Соренсон буквально вся дрожит и пятится от меня, едва глядя мне в глаза. Я кладу ей руку на плечо, и она вдруг поворачивает голову и пристально смотрит на меня, отбросив волосы от глаз. И тут я улыбаюсь ей широко и задушевно:
– А теперь покажи мне дом!
Мы выходим на задний двор. Я бы все-таки заглянула в мастерскую – она стоит напротив бассейна.
– Я там работаю, – объясняет она и добавляет: – В последнее время, правда, ничего особо не сделала.
– А можно туда заглянуть?
– Нет, там бардак, – говорит она. – Я не люблю показывать свою мастерскую.
– О-о-кей… – Я поднимаю руки, типа сдаюсь, – Но может, потом как-нибудь, когда будет удобно? – Я смотрю на мастерскую, затем опять на нее. – Потому что это важное место. Твое место как раз здесь, – говорю я ей, после чего показываю на кухню, – а не там.
Соренсон кивает.
Смеркается. Мечевидные листья большой пальмы бьются на ветру в окно, нарушая тишину.
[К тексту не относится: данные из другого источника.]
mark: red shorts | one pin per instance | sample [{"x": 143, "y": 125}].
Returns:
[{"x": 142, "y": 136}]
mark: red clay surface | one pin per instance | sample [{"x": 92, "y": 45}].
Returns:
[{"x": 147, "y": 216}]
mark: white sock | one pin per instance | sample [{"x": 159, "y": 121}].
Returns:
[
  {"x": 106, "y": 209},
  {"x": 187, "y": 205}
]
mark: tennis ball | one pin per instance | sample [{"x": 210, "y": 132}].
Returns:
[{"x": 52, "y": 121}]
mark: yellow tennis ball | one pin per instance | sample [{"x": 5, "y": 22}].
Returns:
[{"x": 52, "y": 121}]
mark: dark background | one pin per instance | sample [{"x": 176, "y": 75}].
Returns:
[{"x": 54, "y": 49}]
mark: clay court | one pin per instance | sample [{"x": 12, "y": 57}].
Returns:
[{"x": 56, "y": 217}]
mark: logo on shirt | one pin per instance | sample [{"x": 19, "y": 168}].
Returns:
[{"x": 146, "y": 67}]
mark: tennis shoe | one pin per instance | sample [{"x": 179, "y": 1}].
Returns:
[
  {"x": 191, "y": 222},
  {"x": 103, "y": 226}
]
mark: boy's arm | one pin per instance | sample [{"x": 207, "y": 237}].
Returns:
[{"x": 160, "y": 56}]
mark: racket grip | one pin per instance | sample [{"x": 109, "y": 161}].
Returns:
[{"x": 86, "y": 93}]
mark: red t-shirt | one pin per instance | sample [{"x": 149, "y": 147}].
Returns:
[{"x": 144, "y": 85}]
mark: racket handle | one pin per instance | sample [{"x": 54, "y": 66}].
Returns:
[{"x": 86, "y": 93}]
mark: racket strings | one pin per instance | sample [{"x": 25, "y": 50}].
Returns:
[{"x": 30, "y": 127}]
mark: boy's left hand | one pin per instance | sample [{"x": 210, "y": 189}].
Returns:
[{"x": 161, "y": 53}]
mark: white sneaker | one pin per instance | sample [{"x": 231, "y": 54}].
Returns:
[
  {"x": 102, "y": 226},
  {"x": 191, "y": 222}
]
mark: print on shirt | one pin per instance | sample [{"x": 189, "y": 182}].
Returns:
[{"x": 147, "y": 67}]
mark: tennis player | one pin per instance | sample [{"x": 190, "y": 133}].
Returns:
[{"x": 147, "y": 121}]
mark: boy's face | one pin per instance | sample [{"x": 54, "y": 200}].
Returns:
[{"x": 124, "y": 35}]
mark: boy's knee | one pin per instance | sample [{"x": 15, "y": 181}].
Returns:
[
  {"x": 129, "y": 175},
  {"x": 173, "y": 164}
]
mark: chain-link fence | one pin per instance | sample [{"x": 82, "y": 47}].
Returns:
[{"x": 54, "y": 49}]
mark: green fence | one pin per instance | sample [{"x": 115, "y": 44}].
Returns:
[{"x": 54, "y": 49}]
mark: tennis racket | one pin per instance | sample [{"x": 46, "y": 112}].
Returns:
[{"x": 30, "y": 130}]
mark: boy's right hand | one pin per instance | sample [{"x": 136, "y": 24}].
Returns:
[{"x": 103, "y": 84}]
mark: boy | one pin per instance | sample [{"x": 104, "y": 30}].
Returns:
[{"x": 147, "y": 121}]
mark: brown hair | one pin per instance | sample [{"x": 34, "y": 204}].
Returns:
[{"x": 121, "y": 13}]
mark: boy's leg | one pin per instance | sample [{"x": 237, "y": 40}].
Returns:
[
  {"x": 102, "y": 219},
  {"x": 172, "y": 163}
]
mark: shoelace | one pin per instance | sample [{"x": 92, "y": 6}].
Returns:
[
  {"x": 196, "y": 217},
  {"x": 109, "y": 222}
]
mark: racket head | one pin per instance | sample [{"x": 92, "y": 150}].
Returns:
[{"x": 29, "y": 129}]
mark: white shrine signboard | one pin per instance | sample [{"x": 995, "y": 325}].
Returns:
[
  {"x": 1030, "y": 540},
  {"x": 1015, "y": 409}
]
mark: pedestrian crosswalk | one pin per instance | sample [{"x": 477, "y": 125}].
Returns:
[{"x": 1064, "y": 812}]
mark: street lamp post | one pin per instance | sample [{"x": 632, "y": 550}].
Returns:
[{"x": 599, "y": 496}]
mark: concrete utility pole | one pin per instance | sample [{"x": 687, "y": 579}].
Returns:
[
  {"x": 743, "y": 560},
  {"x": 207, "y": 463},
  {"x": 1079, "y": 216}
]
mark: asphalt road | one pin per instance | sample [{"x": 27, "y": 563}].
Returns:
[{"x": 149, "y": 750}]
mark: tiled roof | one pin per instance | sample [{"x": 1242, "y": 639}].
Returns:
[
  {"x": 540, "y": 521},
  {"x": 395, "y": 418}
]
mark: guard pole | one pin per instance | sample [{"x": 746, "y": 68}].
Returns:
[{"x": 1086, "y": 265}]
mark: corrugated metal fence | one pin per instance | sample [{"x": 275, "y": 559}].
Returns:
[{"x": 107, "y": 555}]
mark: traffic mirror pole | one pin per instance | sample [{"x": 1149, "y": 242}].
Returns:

Признание для нее мучительно, но она знает, что каждое мое слово – чистая правда.
Она предлагает отвезти меня домой, но я настаиваю, что поеду на такси.
– Поймаю на Коллинз.
– Но мне реально не сложно.
– Нет, спасибо. Хватит с тебя на сегодня.
– Но это ничего мне не стоит, тогда на мосту… ты не знаешь, сколько ты уже мне дала.
– Милая, я еще даже не начинала. – Я забрасываю сумку на плечо и выхожу на ночную улицу.